Disseppellito nel deserto da un misterioso Nomade, un cyborg viene portato in dono dal militare Mosè allla compagna, scultrice, Jill. L’ambientazione è in una New York post-apocalittica, devastata da una guerra nucleare e ridotta a poco più che un deserto. Il soggetto è basato sul fumetto 2000 AD, in particolare il numero dal titolo “SHOK” del 1980.

In breve. Low-budget post-apocalittico ben diretto e ben interpretato. Uno dei cult del cyberpunk, destinato ad influenzare pesantemente le generazioni successive.

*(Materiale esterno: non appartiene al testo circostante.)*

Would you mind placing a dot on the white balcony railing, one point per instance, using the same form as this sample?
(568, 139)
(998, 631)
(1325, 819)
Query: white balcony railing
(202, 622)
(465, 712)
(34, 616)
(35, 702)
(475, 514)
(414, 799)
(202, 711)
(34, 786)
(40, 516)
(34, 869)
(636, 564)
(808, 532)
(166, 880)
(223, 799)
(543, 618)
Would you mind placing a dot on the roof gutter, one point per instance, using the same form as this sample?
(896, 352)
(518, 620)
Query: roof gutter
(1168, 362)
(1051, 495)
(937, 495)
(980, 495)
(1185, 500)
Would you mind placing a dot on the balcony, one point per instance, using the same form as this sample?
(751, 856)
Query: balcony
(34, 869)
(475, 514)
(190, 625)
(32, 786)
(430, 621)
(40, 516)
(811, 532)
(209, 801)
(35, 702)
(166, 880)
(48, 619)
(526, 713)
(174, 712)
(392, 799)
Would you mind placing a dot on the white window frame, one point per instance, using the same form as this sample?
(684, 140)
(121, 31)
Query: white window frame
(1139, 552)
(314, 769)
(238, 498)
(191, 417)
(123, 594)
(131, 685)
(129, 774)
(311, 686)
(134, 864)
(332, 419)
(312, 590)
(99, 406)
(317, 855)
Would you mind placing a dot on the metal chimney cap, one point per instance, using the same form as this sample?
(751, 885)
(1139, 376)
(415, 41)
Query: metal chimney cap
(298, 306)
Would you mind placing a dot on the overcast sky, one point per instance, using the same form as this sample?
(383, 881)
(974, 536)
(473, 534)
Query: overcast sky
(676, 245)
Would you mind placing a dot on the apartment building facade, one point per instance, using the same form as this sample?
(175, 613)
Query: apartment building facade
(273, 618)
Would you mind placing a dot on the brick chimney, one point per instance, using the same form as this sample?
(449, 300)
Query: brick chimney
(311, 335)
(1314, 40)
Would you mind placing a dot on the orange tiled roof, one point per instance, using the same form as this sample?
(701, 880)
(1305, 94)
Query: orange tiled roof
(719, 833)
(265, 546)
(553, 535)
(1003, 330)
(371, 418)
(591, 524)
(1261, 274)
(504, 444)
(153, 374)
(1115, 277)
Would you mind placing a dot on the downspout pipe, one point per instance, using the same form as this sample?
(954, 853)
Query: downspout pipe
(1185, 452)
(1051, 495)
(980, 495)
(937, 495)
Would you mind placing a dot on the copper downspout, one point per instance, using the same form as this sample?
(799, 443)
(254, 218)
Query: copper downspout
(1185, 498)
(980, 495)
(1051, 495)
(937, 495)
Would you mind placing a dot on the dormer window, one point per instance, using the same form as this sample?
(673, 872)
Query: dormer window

Caratterizzata da una trama semplice e diretta, da un’ambientazione post-apocalittica e da pochi quanto efficaci effetti speciali, Hardware – Metallo letale è forse una delle migliori sintesi cyberpunk mai comparse su uno schermo. Proprio quel connubio tra uomo e macchina, con relativa sopraffazione della seconda sul primo, si esplica in un robot assassino, concepito segretamente per uso militare, capace di uccidere mediante una potente tossina che inietta nelle proprie vittime.

L’idea che una scultura realizzata interamente con cavi elettrici e attrezzatura metallica di recupero possa rianimarsi, riprendere vita e addirittura imparare ad auto-rigenerarsi è notevole, oltre che originale per l’epoca in cui il film è uscito. Ci troviamo al cospetto di un’ottima fantascienza-horror (con un paio di sprazzi splatter), probabilmente artigianale se vista oggi per quanto caratterizzata da pochi ed incisivi personaggi, con più di una velleità da film d’essai, per quanto esente da intellettualismi contorti o incomprensibili, con un buon ritmo e un finale sorprendente e beffardo.

È indubbiamente vero che il tema del rapporto uomo-macchina (o uomo robot, per dirla in modo più preciso) è stato riprodotto e sviluppato in lungo e in largo anche da altri film, con toni sia consonanti che dissonanti (si pensi ad esempio a Corto Circuito, dove un robot diventerà cittadino modello, oppure Robocop, dove un androide con parti umane viene adottato dalla polizia). Se in apparenza potrebbe in effetti sembrare che gli epigoni di Hardware non siano pochi, quello di Stanley (che si ispira apertamente a Dario Argento per dirigere, a suo stesso dire) rimane un unicum anni Novanta che ha influenzato moltissimo il genere, per quanto (già  un anno prima) fosse appena uscito l’allucinato Tetsuo di Tsukamoto. Gran film anche quello, del resto, quanto decisamente più criptico nel linguaggio, che in quest’opera di Stanley è più orientato al grande pubblico, nonostante le conclusioni non esattamente rassicuranti.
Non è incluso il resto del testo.